Presidio questo pomeriggio a Torino sotto la sede del Consiglio regionale, promosso da Fp Cgil, Cisl Fp, Uil Fp Piemonte per rilanciare la mobilitazione delle lavoratrici e dei lavoratori della sanità privata e delle Rsa in vista dello sciopero nazionale del 17 aprile, proclamato a livello nazionale dalle tre organizzazioni sindacali contro lo stallo nel rinnovo dei contratti Aris e Aiop, fermi rispettivamente da 8 e da 14 anni. Gli addetti interessati sono circa 300.000 a livello nazionale e migliaia in Piemonte. Il presidio si svolge in concomitanza con l’audizione in Commissione Sanita’ di Palazzo Lascaris dei rappresentanti di Fp Cgil, Cisl Fp, Uil Fp Piemonte su ‘Sanità, assistenza, servizi sociali, politiche degli anziani’.

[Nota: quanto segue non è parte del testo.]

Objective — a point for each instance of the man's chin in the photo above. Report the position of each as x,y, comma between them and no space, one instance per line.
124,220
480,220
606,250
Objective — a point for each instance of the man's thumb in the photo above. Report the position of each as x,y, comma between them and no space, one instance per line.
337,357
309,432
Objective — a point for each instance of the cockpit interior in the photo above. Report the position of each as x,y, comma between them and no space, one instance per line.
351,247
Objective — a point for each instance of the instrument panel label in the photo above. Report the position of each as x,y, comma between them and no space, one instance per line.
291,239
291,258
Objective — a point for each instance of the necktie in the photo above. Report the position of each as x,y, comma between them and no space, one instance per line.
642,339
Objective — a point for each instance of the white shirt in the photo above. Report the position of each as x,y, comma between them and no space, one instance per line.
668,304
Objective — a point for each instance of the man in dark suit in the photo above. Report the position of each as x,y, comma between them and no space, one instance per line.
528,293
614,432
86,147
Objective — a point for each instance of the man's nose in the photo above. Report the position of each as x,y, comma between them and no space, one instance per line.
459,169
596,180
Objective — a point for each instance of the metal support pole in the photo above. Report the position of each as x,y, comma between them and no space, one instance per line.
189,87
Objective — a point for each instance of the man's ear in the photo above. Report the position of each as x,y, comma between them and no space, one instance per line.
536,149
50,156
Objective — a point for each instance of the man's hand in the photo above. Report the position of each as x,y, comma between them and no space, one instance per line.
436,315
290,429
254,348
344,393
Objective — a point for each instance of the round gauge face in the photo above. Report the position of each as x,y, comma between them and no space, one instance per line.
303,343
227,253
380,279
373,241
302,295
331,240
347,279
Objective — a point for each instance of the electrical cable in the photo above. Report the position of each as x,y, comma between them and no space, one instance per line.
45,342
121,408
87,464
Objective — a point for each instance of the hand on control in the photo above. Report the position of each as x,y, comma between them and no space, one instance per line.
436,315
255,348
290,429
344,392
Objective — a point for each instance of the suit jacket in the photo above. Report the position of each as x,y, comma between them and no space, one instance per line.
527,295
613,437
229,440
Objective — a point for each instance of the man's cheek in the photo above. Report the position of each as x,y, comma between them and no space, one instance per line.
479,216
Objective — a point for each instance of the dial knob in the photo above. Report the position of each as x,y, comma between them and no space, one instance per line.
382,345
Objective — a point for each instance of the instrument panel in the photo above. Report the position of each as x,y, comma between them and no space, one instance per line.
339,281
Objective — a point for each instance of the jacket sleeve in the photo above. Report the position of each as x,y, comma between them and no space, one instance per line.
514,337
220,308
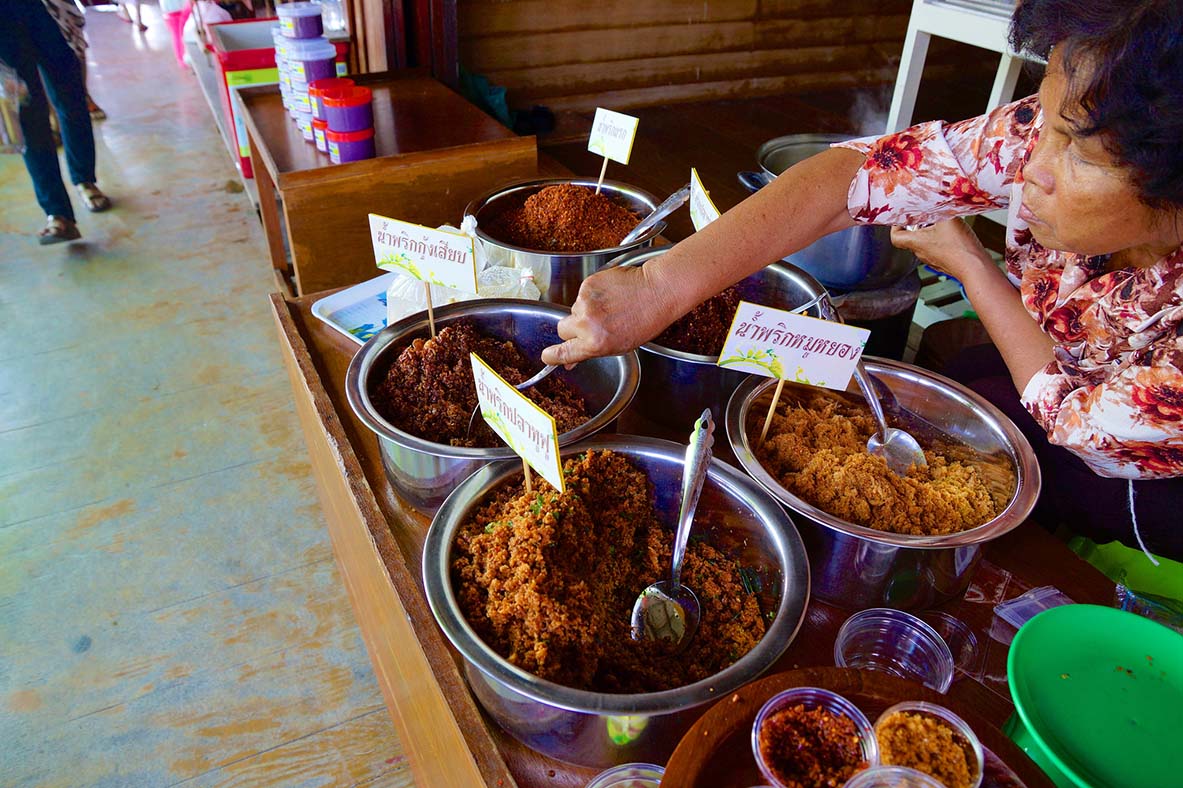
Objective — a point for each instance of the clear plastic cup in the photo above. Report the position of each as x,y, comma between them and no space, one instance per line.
629,775
881,776
896,643
812,698
964,735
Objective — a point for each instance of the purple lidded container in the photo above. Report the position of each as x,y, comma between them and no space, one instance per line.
349,109
311,59
349,146
299,19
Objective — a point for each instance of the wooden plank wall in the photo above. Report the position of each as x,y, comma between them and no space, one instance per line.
577,55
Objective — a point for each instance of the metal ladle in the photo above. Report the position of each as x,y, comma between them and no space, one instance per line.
524,385
667,609
668,206
897,447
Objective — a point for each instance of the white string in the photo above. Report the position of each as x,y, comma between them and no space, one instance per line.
1136,534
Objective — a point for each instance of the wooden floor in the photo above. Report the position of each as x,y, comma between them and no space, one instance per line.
169,607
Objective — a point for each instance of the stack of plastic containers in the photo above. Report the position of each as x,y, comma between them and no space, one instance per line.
349,118
302,56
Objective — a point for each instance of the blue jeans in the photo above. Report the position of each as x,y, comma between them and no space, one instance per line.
33,45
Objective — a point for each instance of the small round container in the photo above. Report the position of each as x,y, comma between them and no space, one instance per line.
348,109
896,643
312,59
965,736
881,776
318,129
629,775
349,146
315,90
810,698
304,123
299,19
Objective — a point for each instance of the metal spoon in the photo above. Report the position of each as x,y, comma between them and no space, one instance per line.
524,385
667,609
671,204
898,449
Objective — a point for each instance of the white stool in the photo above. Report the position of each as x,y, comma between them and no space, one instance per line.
980,23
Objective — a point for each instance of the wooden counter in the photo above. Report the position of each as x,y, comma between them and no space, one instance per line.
379,544
434,152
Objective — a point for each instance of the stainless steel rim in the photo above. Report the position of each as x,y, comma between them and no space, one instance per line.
1027,482
438,586
530,187
364,359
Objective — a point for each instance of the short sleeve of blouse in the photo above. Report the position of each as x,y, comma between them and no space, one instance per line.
937,170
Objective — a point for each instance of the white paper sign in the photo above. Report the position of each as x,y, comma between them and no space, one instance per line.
527,428
435,256
612,135
702,211
776,343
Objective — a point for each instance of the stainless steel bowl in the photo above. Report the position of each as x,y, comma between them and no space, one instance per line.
599,729
857,567
676,386
558,276
425,472
857,258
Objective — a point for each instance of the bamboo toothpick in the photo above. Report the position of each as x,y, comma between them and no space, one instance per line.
602,170
431,312
771,409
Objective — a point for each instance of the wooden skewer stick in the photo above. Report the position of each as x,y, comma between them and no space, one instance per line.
431,312
771,409
602,170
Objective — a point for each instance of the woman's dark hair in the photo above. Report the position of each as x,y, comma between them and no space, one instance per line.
1124,64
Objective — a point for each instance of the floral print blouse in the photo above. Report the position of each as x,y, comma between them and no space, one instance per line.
1113,395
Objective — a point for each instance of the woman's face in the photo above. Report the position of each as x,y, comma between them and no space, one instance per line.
1077,198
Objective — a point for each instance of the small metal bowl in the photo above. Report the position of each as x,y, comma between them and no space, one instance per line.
676,386
857,567
425,472
558,275
600,729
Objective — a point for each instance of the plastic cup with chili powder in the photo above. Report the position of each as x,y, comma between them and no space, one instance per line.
910,735
840,738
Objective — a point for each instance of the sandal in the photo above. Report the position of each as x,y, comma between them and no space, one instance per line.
95,200
58,230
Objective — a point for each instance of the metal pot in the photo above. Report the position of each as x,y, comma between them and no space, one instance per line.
855,258
557,275
599,729
425,472
857,567
676,386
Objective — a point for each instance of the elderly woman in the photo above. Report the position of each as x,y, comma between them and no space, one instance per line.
1088,315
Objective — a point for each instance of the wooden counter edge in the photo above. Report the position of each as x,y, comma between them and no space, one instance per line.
443,734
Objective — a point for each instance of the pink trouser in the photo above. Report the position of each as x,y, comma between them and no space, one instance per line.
175,23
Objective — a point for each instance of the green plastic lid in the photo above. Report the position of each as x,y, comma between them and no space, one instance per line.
1100,691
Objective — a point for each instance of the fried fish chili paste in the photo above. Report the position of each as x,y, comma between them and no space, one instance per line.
548,580
810,748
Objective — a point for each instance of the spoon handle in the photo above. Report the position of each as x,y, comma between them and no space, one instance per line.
671,204
868,393
693,475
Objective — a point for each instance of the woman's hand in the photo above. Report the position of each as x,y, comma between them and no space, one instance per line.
616,310
949,246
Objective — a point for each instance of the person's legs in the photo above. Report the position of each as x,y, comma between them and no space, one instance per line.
40,154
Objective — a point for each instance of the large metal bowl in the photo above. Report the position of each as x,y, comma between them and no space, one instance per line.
857,567
558,275
855,258
599,729
425,472
676,386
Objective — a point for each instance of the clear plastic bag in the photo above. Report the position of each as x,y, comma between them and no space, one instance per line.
12,94
496,278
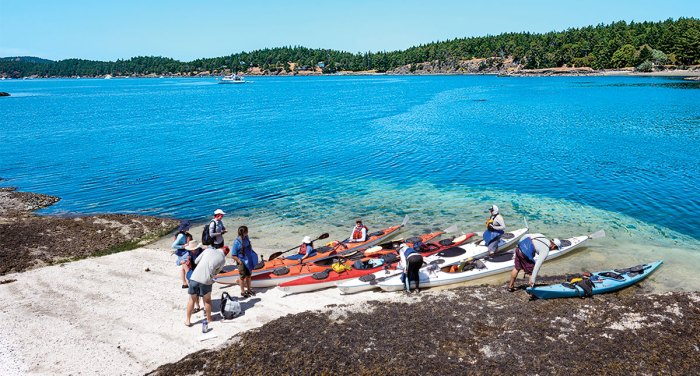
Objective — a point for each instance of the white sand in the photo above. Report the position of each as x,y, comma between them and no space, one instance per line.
107,315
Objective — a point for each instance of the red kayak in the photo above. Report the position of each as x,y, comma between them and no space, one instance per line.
324,252
330,278
292,272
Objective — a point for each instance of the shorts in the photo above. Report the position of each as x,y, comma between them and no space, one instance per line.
522,262
198,289
243,270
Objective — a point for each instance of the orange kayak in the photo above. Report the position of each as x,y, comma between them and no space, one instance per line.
324,252
292,272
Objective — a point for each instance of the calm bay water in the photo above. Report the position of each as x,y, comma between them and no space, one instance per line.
570,154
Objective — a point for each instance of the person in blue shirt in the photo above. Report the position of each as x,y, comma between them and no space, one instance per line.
306,250
246,259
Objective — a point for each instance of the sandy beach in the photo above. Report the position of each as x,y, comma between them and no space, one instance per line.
108,315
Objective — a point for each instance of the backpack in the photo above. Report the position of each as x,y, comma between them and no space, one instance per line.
230,307
206,238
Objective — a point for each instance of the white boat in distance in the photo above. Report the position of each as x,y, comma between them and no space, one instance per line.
232,79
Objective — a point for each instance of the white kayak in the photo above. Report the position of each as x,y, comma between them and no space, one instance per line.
438,275
445,258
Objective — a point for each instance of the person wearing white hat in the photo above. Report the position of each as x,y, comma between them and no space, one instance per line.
306,250
217,228
495,228
530,253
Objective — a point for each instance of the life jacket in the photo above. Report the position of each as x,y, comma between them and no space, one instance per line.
527,247
303,247
357,233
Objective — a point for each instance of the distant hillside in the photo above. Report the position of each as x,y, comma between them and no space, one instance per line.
644,45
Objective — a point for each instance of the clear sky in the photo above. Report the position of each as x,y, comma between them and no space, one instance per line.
185,30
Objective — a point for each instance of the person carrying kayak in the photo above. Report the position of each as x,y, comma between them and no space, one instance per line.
495,228
530,253
306,250
359,233
246,259
410,261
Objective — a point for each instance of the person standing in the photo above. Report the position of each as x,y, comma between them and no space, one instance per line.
359,233
217,229
530,253
410,261
495,228
246,259
209,263
306,250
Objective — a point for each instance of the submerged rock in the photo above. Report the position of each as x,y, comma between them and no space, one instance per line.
471,330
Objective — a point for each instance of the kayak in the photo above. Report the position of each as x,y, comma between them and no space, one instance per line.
439,275
319,281
446,257
343,247
292,272
603,282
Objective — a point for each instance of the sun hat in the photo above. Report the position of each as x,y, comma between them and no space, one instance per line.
184,226
192,245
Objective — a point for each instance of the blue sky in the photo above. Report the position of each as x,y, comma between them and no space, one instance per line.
185,30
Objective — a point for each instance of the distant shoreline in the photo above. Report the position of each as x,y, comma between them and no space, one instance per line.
547,72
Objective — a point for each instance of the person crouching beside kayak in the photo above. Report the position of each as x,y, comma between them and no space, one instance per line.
411,262
359,233
209,263
495,228
530,253
246,259
306,250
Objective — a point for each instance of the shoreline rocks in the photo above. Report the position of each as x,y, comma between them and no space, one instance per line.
31,240
482,330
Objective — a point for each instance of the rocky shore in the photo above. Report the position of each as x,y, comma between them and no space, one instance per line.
31,240
481,330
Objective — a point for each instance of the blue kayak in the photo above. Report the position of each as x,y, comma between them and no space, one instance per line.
602,282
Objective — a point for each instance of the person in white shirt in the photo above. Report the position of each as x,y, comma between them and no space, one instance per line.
209,263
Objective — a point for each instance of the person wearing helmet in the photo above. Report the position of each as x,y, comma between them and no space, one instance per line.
217,228
530,253
495,228
306,250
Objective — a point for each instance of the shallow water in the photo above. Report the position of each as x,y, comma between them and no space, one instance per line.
301,155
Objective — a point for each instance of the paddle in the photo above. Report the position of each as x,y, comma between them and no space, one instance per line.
278,254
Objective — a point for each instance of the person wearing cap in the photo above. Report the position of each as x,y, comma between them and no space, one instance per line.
410,261
209,263
495,228
217,228
186,261
359,232
530,253
306,250
246,259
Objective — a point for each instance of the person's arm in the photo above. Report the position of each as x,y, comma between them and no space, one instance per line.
179,242
541,256
498,223
212,229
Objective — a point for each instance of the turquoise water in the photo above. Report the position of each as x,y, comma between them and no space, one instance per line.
570,154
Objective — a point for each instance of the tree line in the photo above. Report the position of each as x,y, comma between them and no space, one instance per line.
616,45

“Il mancato rinnovo – spiegano in una nota i segretari regionali di Fp Cgil, Cisl Fp, Uil Fp Piemonte, Francesca Delaude, Sergio Melis, Michele Nessenzia – sta già producendo effetti concreti come la fuga di personale verso altri datori di lavoro, difficoltà crescenti nella tenuta delle strutture, rischio di desertificazione professionale in un settore che è pilastro essenziale del sistema sanitario regionale.Inoltre, alcuni grandi gruppi della sanità privata in Piemonte hanno già introdotto in autonomia bonus e misure economiche per trattenere il personale. Questo dimostra che le risorse ci sono ma manca la volontà di tradurle in un rinnovo contrattuale collettivo e strutturale”.
Fp Cgil, Cisl Fp, Uil Fp chiedono che l’accreditamento pubblico delle strutture sia condizionato al rispetto dei contratti collettivi, con il rinnovo dei contratti privati automaticamente sincronizzato a quello del pubblico. La mobilitazione culminerà con lo sciopero nazionale di venerdì prossimo e la manifestazione in piazza Santi Apostoli a Roma.